Li W J, Bergman S M, Holmes R P, Strandhoy J W, Handa R K, McCullough D L
Department of Urology, Bowman Gray School of Medicine, Winston-Salem, North Carolina 27103.
J Urol. 1992 Feb;147(2):519-22. doi: 10.1016/s0022-5347(17)37292-0.

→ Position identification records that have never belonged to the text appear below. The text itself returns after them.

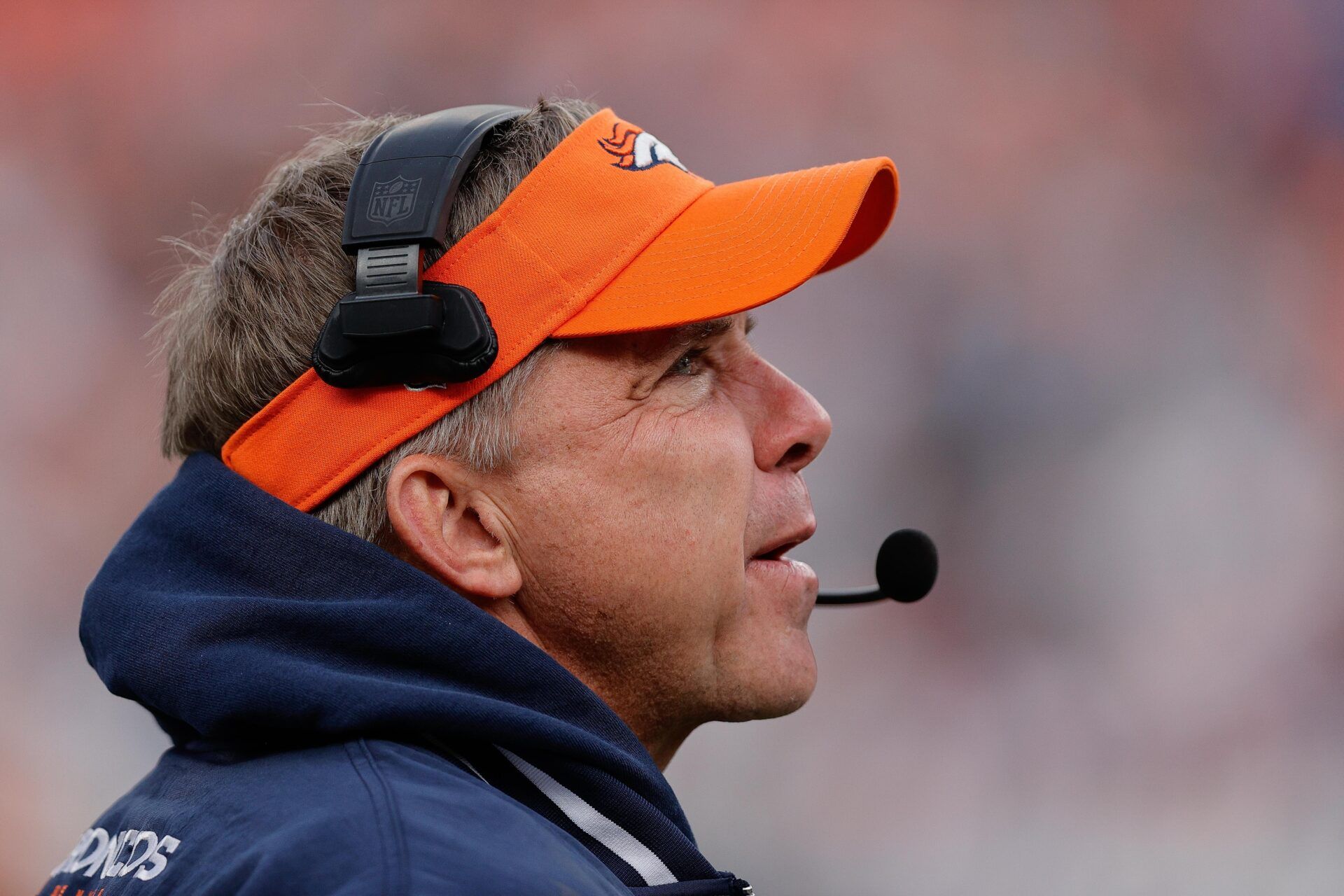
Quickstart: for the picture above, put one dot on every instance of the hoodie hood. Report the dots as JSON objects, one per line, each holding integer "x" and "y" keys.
{"x": 235, "y": 618}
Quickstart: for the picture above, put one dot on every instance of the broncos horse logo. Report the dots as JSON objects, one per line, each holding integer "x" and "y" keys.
{"x": 638, "y": 149}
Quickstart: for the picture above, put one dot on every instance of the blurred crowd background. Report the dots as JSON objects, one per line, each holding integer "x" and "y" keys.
{"x": 1100, "y": 358}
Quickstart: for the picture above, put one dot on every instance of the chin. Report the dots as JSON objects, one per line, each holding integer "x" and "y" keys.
{"x": 773, "y": 687}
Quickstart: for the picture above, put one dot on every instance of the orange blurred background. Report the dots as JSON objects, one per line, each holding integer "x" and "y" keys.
{"x": 1098, "y": 358}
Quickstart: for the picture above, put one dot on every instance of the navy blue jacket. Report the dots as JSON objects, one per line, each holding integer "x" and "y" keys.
{"x": 343, "y": 723}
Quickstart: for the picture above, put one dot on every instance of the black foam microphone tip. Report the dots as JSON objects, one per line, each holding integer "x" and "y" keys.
{"x": 907, "y": 566}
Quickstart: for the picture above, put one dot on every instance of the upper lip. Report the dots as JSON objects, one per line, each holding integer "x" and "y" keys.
{"x": 787, "y": 542}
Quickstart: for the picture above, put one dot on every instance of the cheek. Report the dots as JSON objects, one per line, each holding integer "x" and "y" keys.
{"x": 647, "y": 523}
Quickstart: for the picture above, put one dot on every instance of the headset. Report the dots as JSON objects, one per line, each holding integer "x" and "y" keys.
{"x": 397, "y": 328}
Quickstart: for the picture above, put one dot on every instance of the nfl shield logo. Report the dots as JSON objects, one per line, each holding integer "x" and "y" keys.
{"x": 393, "y": 200}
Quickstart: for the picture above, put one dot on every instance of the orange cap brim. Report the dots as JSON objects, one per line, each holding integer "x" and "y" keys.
{"x": 743, "y": 245}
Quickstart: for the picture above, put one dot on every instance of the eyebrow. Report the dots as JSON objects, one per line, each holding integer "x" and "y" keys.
{"x": 705, "y": 331}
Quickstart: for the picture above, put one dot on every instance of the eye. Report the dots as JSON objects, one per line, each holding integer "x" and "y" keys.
{"x": 689, "y": 365}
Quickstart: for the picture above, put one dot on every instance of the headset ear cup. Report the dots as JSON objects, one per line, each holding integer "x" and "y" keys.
{"x": 463, "y": 347}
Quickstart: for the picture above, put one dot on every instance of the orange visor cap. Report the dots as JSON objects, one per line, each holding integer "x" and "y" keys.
{"x": 608, "y": 234}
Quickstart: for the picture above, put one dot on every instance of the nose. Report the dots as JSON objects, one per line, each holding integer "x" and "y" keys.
{"x": 793, "y": 426}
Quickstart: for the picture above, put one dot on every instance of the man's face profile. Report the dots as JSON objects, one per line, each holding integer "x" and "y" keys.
{"x": 638, "y": 535}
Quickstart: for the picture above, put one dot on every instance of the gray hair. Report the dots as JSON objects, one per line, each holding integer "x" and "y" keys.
{"x": 238, "y": 320}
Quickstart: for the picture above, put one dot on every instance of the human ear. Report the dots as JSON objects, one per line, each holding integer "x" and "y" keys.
{"x": 451, "y": 528}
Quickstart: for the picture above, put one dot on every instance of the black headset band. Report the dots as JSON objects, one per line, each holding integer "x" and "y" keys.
{"x": 391, "y": 328}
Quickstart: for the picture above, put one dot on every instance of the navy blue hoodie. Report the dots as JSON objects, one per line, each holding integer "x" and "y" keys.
{"x": 343, "y": 723}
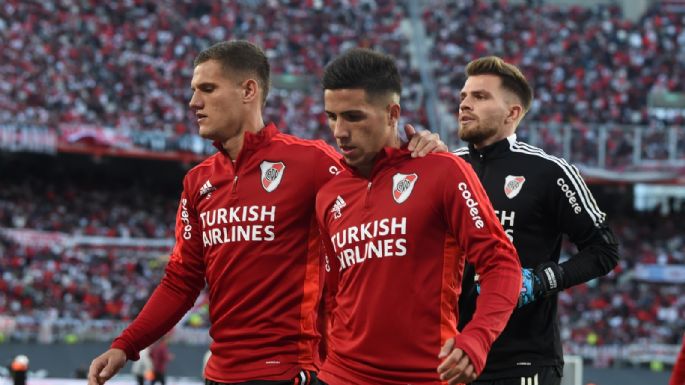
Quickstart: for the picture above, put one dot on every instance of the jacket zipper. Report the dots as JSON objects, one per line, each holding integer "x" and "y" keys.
{"x": 368, "y": 192}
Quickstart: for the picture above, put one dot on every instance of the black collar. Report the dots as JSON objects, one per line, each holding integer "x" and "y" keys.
{"x": 493, "y": 151}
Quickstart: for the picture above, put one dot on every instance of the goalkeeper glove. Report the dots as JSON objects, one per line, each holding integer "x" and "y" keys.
{"x": 542, "y": 281}
{"x": 545, "y": 280}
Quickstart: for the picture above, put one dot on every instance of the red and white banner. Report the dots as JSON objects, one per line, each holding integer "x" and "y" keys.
{"x": 28, "y": 138}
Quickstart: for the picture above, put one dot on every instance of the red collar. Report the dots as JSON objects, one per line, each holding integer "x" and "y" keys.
{"x": 386, "y": 157}
{"x": 253, "y": 140}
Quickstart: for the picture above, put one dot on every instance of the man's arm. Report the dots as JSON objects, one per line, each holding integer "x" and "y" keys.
{"x": 578, "y": 216}
{"x": 480, "y": 236}
{"x": 424, "y": 142}
{"x": 176, "y": 293}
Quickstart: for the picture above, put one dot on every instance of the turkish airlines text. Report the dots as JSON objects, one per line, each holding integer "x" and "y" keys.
{"x": 237, "y": 224}
{"x": 380, "y": 238}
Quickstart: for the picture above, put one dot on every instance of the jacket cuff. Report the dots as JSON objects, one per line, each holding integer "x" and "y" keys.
{"x": 131, "y": 353}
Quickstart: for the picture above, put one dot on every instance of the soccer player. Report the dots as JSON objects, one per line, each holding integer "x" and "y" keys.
{"x": 537, "y": 198}
{"x": 245, "y": 226}
{"x": 397, "y": 230}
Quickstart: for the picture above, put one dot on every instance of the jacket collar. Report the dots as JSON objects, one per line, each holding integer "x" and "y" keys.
{"x": 253, "y": 140}
{"x": 495, "y": 150}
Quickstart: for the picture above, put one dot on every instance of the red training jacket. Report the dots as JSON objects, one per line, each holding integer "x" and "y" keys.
{"x": 249, "y": 231}
{"x": 396, "y": 245}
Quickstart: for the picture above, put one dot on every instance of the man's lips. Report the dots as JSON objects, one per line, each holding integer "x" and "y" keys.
{"x": 346, "y": 150}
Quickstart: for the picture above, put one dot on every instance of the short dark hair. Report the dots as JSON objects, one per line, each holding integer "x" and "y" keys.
{"x": 240, "y": 56}
{"x": 360, "y": 68}
{"x": 512, "y": 77}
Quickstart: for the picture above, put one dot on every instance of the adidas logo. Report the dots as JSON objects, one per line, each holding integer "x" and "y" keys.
{"x": 207, "y": 188}
{"x": 337, "y": 207}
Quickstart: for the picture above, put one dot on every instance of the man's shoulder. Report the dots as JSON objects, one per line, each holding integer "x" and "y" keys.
{"x": 203, "y": 167}
{"x": 315, "y": 147}
{"x": 441, "y": 161}
{"x": 543, "y": 161}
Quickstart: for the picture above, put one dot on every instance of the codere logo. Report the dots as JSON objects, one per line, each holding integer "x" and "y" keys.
{"x": 570, "y": 195}
{"x": 472, "y": 204}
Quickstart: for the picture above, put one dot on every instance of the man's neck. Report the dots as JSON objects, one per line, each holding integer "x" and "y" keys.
{"x": 234, "y": 144}
{"x": 495, "y": 138}
{"x": 365, "y": 170}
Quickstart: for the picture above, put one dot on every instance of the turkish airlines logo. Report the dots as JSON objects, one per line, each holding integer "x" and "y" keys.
{"x": 337, "y": 207}
{"x": 272, "y": 173}
{"x": 402, "y": 186}
{"x": 512, "y": 185}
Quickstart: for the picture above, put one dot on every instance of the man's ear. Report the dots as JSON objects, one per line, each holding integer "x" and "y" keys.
{"x": 515, "y": 113}
{"x": 250, "y": 90}
{"x": 394, "y": 111}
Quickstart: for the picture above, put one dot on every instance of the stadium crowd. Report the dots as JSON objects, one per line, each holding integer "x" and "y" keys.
{"x": 128, "y": 65}
{"x": 621, "y": 309}
{"x": 91, "y": 283}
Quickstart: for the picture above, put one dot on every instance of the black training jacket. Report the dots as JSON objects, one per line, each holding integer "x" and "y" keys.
{"x": 537, "y": 197}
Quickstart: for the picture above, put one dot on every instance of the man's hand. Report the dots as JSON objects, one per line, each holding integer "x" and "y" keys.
{"x": 456, "y": 368}
{"x": 424, "y": 142}
{"x": 106, "y": 366}
{"x": 546, "y": 279}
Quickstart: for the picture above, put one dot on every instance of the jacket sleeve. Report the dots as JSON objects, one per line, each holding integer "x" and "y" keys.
{"x": 578, "y": 216}
{"x": 182, "y": 282}
{"x": 331, "y": 269}
{"x": 480, "y": 236}
{"x": 678, "y": 375}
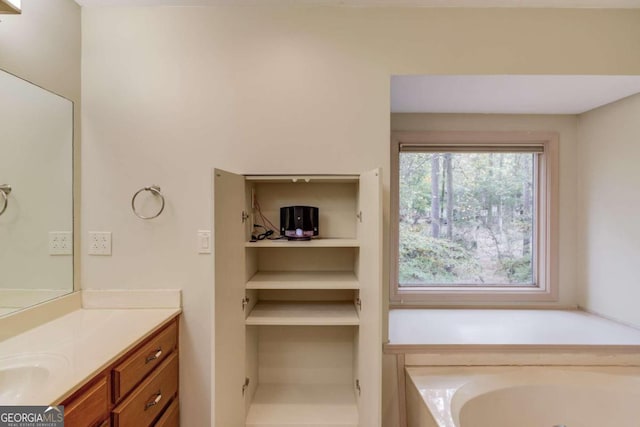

Tetrodotoxin has been reported to cause prolonged systemic hypotension without resultant ischemic damage. We tested its ability to protect the kidney during 60 minutes of warm ischemia in uninephrectomized rats. Protection was observed when tetrodotoxin was given intravenously at two microgram./kg. and four microgram./kg. as assessed by serial plasma blood urea nitrogen and creatinine measurements over two weeks. Tetrodotoxin was protective when given immediately before or immediately after the ischemic period. The renal protection of tetrodotoxin was not due to its effects on renal nerves as renal denervation did not protect the kidney from the ischemic damage. The renal protective effects of four microgram. tetrodotoxin/kg. were similar to those of four mg. captopril/kg. but the combination of the two was paradoxically without effect. We tested whether tetrodotoxin and captopril chemically antagonized each other, but in the presence of tetrodotoxin, captopril was still a potent inhibitor of the conversion of angiotensin I to angiotensin II. These results indicate that tetrodotoxin could be useful in elucidating the sequence of events associated with ischemic-reperfusion renal injury and in identifying ways of preserving renal function during renal surgery.
据报道,河豚毒素可导致持续性全身性低血压,但不会造成缺血性损伤。我们测试了其在单侧肾切除大鼠60分钟热缺血期间保护肾脏的能力。通过连续两周测量血浆血尿素氮和肌酐评估,当以2微克/千克和4微克/千克静脉注射河豚毒素时,观察到了保护作用。在缺血期之前或之后立即给予河豚毒素具有保护作用。河豚毒素的肾脏保护作用并非因其对肾神经的影响,因为去肾神经支配并不能保护肾脏免受缺血性损伤。4微克河豚毒素/千克的肾脏保护作用与4毫克卡托普利/千克相似,但两者联合使用却出乎意料地没有效果。我们测试了河豚毒素和卡托普利是否会发生化学拮抗作用,但在存在河豚毒素的情况下,卡托普利仍是血管紧张素I转化为血管紧张素II的有效抑制剂。这些结果表明,河豚毒素可能有助于阐明与缺血再灌注肾损伤相关的事件序列,并有助于确定在肾脏手术期间保护肾功能的方法。